Na Linguística, o uso de gestos em atos comunicativos é, tradicionalmente, objeto de estudo na Análise da conversação e, mais recentemente, da Linguística Cognitiva e também da Psicolinguística (CAVALCANTE, 2019CAVALCANTE, M. C. B. Perspectiva multimodal da aquisição da linguagem. In: MOTA, M. B.; NAME, C. Interface linguagem e cognição: contribuições da Psicolinguística. Tubarão/SC: Copiart, 2019p.68-88. ISBN: 978-85-8388-135-3). Segundo a autora, é da natureza humana usar gestos para interagir. Os gestos estão presentes na fase pré-linguística do desenvolvimento humano e também evoluem à medida que aprendemos a falar uma língua. Gesticular agrega um componente multimodal à fala, e compreender de que maneira gesto e oralidade se articulam pode informar as práticas de ensino e aprendizagem.

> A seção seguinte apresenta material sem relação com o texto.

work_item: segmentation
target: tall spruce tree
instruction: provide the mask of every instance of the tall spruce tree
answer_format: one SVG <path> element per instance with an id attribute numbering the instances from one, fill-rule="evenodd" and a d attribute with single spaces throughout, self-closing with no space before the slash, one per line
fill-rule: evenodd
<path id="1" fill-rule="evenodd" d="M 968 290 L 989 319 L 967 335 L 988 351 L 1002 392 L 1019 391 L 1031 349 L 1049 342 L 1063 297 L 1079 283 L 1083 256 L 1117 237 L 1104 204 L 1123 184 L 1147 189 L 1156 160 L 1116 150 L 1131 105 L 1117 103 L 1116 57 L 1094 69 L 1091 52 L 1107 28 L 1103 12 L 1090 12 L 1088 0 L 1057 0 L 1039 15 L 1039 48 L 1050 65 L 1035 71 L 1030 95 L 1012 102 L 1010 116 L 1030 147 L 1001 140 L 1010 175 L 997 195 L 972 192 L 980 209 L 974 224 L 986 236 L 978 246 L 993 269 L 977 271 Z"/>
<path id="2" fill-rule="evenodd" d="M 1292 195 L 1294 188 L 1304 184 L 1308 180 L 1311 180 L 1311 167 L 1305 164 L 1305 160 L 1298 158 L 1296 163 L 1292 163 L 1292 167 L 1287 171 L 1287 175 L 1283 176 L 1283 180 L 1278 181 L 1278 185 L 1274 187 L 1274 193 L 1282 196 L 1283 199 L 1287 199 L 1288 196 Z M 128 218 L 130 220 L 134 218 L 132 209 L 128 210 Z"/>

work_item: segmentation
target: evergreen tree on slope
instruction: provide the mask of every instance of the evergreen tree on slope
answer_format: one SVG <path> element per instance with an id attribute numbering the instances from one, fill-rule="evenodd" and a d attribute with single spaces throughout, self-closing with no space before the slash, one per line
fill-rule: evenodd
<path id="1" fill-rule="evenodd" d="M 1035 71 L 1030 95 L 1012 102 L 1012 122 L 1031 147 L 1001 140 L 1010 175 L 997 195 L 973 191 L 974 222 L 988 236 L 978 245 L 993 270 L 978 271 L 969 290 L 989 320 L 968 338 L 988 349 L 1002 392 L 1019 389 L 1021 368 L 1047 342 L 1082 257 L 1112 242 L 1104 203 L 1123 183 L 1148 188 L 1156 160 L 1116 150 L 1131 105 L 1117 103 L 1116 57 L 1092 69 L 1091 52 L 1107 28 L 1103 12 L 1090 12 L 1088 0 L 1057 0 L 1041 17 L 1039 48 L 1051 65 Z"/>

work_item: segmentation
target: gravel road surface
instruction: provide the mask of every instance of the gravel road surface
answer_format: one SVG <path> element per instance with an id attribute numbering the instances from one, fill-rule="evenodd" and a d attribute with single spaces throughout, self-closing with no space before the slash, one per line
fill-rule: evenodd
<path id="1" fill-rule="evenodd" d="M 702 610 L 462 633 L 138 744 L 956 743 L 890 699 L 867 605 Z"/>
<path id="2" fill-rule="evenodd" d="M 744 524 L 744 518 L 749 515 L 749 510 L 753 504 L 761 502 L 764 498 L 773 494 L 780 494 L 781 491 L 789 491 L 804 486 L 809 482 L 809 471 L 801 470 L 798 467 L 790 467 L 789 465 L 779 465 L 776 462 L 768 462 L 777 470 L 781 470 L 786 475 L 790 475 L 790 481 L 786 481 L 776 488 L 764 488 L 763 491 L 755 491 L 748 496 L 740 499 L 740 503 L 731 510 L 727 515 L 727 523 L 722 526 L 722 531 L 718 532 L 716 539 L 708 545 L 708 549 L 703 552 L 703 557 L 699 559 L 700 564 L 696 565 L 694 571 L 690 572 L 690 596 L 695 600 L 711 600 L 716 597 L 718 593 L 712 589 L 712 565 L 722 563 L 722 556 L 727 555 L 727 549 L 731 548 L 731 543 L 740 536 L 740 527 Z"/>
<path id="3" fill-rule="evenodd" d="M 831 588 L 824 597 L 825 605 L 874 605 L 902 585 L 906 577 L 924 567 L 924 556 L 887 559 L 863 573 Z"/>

Dado seu caráter interdisciplinar, pesquisadores de outras áreas têm nutrido interesse crescente pelo tema, como no caso dos autores da revisão, ambos pesquisadores em pesquisadores da área de Ensino de Ciências e Matemática. A linha de pesquisa na qual se inserem faz uma conexão importante entre as “ciências duras” e a psicologia da educação.

Na introdução do artigo, os autores trazem conceitos basais a partir da literatura relevante na área de forma clara e sucinta, situando a discussão sobre gestos no contexto da análise dos discurso. Destaca-se o uso de gestos não apenas para comunicar, mas também como forma de construir representações mentais dos conceitos estudados e expressar compreensão desses conceitos. Do ponto de vista didático, gestos intencionais são apontados na literatura como ferramentas eficientes de ensino. A pergunta de pesquisa estabalecida (What is the contribution of gestures (non-verbal communication) to the teaching and learning process?) cobriu o escopo de análise, porém havia detalhamentos trazidos posteriormente na revisão que poderiam ter sido antecipados por perguntas de pesquisa na introdução.

Em relação ao método, evidenciou-se a preocupação do(s) autor(es) em detalhar os procedimentos e critérios de inclusão e exclusão empregados na seleção dos estudos que compõem a revisão. Estes procedimentos já haviam sido utilizados em pesquisa anterior, trazendo mais confiabilidade ao método. A escolha das bases de dados consultadas foi justificada com base nas métricas disponíveis para análise; também constam informações como as palavras-chave utilizadas para fazer a busca e o recorte temporal que delimitou a pesquisa. A revisora enfatizou a importância de esclarecer o escopo do artigo, indicando se houve alguma delimitação dos tipos de gestos que os estudos revisados abordariam (linguagem corporal natural, gestos do contexto educacional que sejam mais conscientes, que visem explicar conceitos, demonstrar dúvida; resposta física total). Esse questionamento foi feito uma vez que os gestos são um canal não-verbal de comunicação bastante amplo e podem ou não ter usos pedagógicos.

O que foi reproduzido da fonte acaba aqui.